By turning their backs on Mamata precisely when she needed them the most, the three women further compounded the Trinamool structural rout.
The 53-year-old Sushmita delivered the day’s most clinical, telegenic blow to Mamata’s remaining national credibility.
The former Silchar MP, who jumped from the Congress in 2021 to anchor Trinamool’s expansion outside Bengal, walked into the chamber of Rajya Sabha Chairman C.P. Radhakrishnan on Wednesday morning to tender her resignation. Shortly after, she was photographed meeting the BJP’s Assam chief minister Himanta Biswa Sarma (once her colleague in the Congress), signalling her imminent transition to the BJP.
Sources said she would return to the Rajya Sabha, this time with BJP support.
“It is probably the worst time to leave Mamata Banerjee, but I am entitled to think for myself,” she said.
“What prompted this decision is a very long story.... I don’t want to be in two boats,” added the daughter of Assam’s Congress stalwarts Santosh Mohan Dev and Bithika Dev.
“Everybody has the right to have a change of heart, and it shouldn’t be held against me. Because circumstances change in politics.... A girl’s gotta do what she’s gotta do. I’m sure as a senior, astute, and mature politician, she will understand that a change of mind happens.”
Ironically, perhaps, all this was happening while Mamata and Abhishek were purportedly being given proposals by Sonia Gandhi and Rahul Gandhi of re-merging with the Congress for their survival — speculation that sources close to the aunt-nephew duo vehemently denied.

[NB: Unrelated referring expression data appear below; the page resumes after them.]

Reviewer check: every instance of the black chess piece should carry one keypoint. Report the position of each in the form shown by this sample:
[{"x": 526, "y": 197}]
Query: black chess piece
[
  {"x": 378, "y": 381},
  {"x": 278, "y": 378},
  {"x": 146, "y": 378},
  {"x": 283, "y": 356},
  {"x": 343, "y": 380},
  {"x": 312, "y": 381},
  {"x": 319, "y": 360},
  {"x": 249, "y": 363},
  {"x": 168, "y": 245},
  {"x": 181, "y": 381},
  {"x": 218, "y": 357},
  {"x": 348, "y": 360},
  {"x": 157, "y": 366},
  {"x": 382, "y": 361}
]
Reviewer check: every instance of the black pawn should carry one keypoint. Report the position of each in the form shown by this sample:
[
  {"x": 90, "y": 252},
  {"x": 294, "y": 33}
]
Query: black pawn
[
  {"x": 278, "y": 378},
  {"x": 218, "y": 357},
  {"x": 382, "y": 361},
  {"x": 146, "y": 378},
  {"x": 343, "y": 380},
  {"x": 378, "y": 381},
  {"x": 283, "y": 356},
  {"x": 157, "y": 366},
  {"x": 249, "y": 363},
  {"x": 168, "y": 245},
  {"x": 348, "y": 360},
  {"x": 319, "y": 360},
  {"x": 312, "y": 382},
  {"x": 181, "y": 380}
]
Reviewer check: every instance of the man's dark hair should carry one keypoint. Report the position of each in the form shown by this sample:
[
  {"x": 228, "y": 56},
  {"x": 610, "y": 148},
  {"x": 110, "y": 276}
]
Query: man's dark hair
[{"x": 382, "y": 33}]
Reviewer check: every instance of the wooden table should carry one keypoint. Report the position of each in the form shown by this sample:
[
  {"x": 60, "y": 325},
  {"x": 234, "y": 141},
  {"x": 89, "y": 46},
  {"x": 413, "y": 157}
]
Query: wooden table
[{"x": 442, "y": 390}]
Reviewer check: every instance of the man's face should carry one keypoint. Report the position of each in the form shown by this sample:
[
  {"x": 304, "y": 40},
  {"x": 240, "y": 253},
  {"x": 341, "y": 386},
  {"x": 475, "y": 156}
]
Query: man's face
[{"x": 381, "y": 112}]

More importantly, the rebel bloc underscored that they were the ashol Trinamool and there was no consideration of a merger with the Congress.
“The question does not arise. We are ashol Trinamool, and we are definitely not merging with the Congress,” said Ritabrata Banerjee.
A visibly strained Sreerampur MP Kalyan once again attacked the desertions, labelling the synchronised exits an act of rank betrayal manufactured by the saffron regime’s financial and investigative machinery.
But such rhetoric counts for precious little against the cold, clinical weight of numbers.